Since the publication in June 2019 of the FATF guidance on cryptocurrencies – the ‘Travel Rules’ – efforts have been under way worldwide to develop a variety of solutions for ensuring that the crypto world complies with measures to combat money laundering and terrorist financing. Now, just one year later, a Swiss company has succeeded in executing a FINMA-compliant bitcoin transaction between two virtual asset service providers (‘VASPs’) that for the first time implements the FATF Travel Rules fully automatically. But why are various providers ‘competing’ to be pioneers and what are the differences between the existing approaches/solutions?
What do the FATF Travel Rules actually cover?
In contrast to fiat transactions, crypto transactions can be partly or completely anonymous. This characteristic manifestly entails an increased potential for money laundering or terrorist financing. An amendment expanded the scope of FATF Recommendation 16 to include virtual currencies. It sets out that transactions between VASPs with a value in excess of USD 1,000 must contain information about the originator and the beneficiary, and that this information must be exchanged by the VASPs.
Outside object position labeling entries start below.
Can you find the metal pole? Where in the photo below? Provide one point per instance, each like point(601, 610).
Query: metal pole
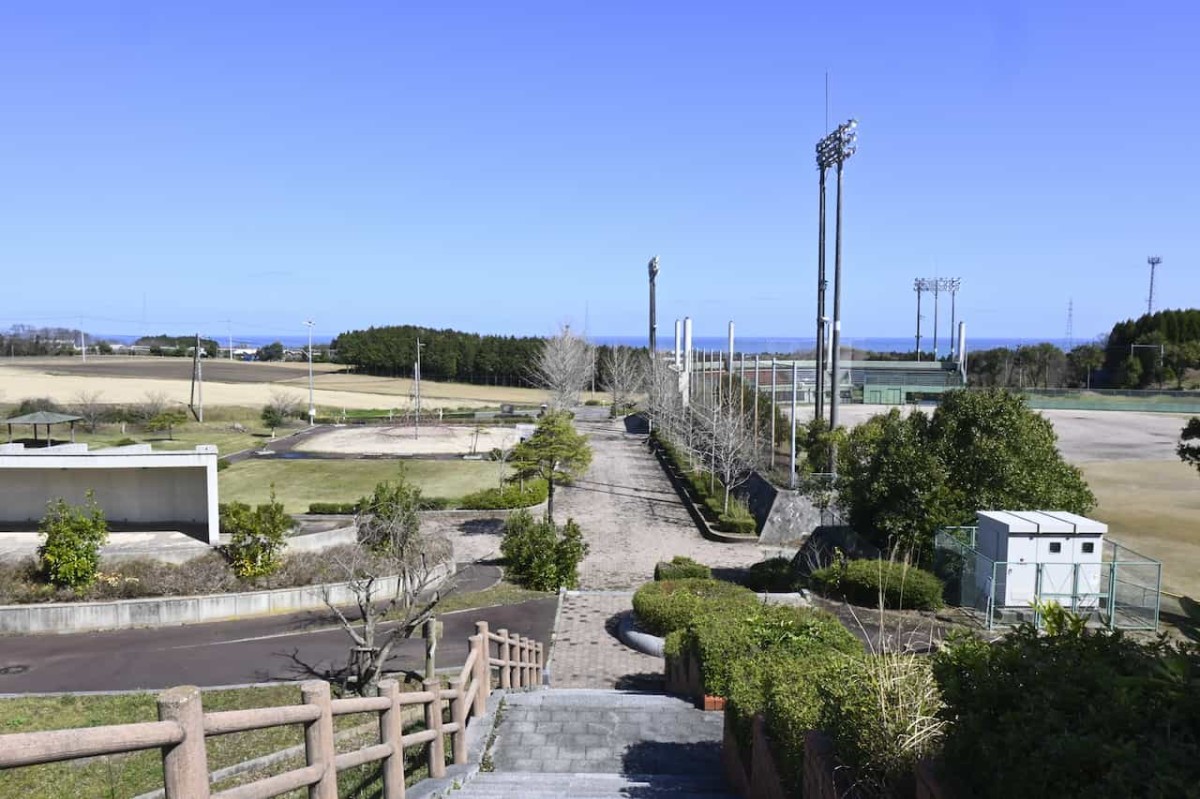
point(819, 408)
point(773, 365)
point(791, 454)
point(835, 377)
point(312, 408)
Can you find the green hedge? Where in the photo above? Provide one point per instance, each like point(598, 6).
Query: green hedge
point(862, 582)
point(509, 497)
point(349, 509)
point(682, 568)
point(723, 636)
point(663, 607)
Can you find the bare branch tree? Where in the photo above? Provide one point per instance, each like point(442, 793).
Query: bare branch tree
point(563, 368)
point(624, 371)
point(391, 544)
point(88, 406)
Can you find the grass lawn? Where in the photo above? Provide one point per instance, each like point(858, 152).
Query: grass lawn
point(300, 482)
point(1153, 506)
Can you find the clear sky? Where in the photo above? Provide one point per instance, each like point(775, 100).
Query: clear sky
point(504, 167)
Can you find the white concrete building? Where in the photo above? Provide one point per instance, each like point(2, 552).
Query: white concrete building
point(1026, 556)
point(133, 485)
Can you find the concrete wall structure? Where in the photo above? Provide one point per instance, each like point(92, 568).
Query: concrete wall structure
point(133, 485)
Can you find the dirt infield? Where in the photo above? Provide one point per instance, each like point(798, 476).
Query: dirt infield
point(400, 439)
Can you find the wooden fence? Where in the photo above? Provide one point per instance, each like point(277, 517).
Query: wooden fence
point(183, 727)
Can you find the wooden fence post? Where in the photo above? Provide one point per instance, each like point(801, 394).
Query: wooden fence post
point(481, 676)
point(391, 732)
point(520, 659)
point(433, 721)
point(505, 678)
point(185, 766)
point(318, 739)
point(459, 716)
point(483, 668)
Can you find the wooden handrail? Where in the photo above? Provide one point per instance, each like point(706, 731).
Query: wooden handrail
point(183, 727)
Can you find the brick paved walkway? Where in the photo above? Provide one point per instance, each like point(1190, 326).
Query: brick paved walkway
point(587, 652)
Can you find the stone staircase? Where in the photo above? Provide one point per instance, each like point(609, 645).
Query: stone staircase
point(589, 744)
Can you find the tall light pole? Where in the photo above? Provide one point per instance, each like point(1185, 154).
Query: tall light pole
point(653, 269)
point(833, 151)
point(312, 408)
point(819, 407)
point(1153, 260)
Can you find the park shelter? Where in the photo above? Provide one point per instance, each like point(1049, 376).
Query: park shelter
point(43, 418)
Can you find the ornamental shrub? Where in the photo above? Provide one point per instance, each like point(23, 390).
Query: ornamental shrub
point(257, 536)
point(682, 568)
point(507, 498)
point(540, 557)
point(72, 536)
point(1108, 716)
point(665, 606)
point(862, 582)
point(723, 636)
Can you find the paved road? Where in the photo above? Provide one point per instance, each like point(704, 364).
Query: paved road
point(630, 515)
point(253, 650)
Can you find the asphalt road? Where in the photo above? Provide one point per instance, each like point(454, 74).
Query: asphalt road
point(291, 647)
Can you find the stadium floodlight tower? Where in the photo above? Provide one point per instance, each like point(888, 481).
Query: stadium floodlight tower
point(834, 150)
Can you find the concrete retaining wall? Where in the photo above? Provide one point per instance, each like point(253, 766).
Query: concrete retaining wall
point(163, 611)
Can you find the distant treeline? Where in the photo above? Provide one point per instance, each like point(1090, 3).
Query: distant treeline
point(445, 354)
point(1156, 350)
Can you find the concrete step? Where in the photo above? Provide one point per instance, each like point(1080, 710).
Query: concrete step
point(592, 786)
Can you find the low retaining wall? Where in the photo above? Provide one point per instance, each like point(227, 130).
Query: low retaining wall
point(166, 611)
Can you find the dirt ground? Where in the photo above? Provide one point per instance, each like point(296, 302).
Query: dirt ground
point(237, 383)
point(400, 439)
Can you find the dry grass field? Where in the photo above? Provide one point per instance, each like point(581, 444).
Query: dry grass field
point(123, 379)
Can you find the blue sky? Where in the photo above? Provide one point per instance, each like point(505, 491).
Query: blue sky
point(504, 167)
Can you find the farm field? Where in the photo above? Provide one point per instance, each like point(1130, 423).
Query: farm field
point(304, 481)
point(237, 383)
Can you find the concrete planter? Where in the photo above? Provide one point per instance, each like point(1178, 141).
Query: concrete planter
point(165, 611)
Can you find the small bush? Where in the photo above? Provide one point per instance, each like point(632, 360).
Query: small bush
point(665, 606)
point(507, 498)
point(72, 536)
point(863, 581)
point(773, 576)
point(682, 568)
point(257, 536)
point(540, 557)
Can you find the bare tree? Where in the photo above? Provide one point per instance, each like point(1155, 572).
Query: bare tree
point(88, 406)
point(154, 403)
point(623, 377)
point(563, 368)
point(391, 544)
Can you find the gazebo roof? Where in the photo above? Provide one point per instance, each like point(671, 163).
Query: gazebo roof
point(42, 418)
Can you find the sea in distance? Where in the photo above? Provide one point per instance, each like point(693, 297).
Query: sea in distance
point(749, 344)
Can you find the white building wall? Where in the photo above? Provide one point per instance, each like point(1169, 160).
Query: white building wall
point(167, 488)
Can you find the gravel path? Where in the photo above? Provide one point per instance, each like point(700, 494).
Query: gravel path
point(630, 515)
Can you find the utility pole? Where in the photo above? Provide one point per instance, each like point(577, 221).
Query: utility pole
point(417, 383)
point(312, 407)
point(791, 455)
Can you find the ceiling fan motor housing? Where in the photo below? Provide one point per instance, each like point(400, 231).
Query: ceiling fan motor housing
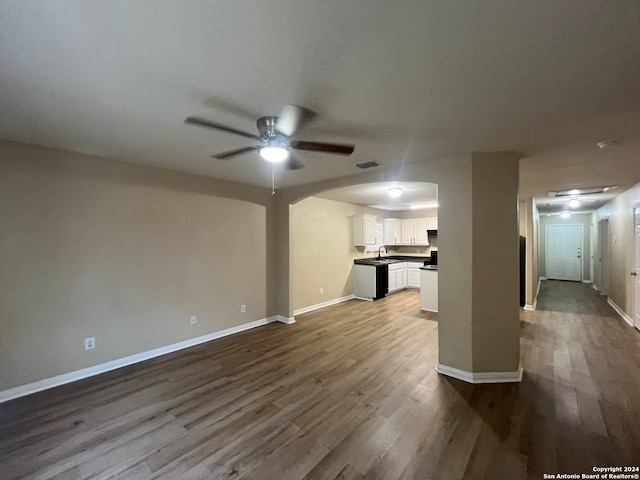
point(268, 133)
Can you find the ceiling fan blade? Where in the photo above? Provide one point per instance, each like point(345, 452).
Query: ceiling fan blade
point(340, 149)
point(203, 122)
point(237, 151)
point(293, 163)
point(292, 118)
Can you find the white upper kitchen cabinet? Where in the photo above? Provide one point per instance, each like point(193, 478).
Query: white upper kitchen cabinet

From the SWIFT network to crypto Travel Rules transactions
The establishment of the Society for Worldwide Interbank Financial Telecommunication (SWIFT) in 1973 marked an important milestone in international payments. To this day, the network to which it gave rise processes payments and messages and is still considered to be the industry standard for communication between banks and financial intermediaries. And so, in an echo of the events of 1973, another type of network that specifically addresses the exchange of data on crypto transactions is currently being established. The ability to create a new SWIFT network and growing regulatory pressure have mobilised a correspondingly large number of market participants to work on potential solutions and bring them to market. The various approaches are strongly influenced by relevant issues such as decentralisation, GDPR, KYC, AML and PSD directives.
The challenges posed by the Travel Rules
The anonymous character of crypto transactions outlined above primarily arises from the underlying blockchain technology. The decentralised, public nature of that technology basically allows anybody to use the infrastructure without undergoing checks of any sort. Additionally, as a rule there is no central organisation behind a crypto currency that can exert control over what happens on the blockchain or directly influence its development. While blockchain enthusiasts regard this as a particularly positive feature, it brings certain challenges from a regulatory perspective, including the question of how to implement FATF Travel Rules. Accordingly, most are adopting an off-chain approach with the aim of avoiding changes at the level of the blockchain itself, and instead developing a protocol based on it that in turn communicates with the blockchain but still enables a flexible, tailored structure.
In most cases, there are no central entities or organisations behind a protocol. In keeping with the blockchain principle of decentralisation, various leading industry participants from all over the world have formed groups that collaborate openly on implementing and advancing a solution. There are also projects by individual companies that are attempting to implement the Travel Rules on the basis of existing products. In simplified terms, their different approaches are based on the distinction between two levels – the transmission level and the verification level. The transmission level describes the technology employed to exchange data between VASP A and VASP B, while the verification level describes the identification and authentication of the participants (VASPs). That is why some protocols rely on proven technologies and others leverage the decentralised characteristics of a blockchain, with hybrids of the two approaches also apparent.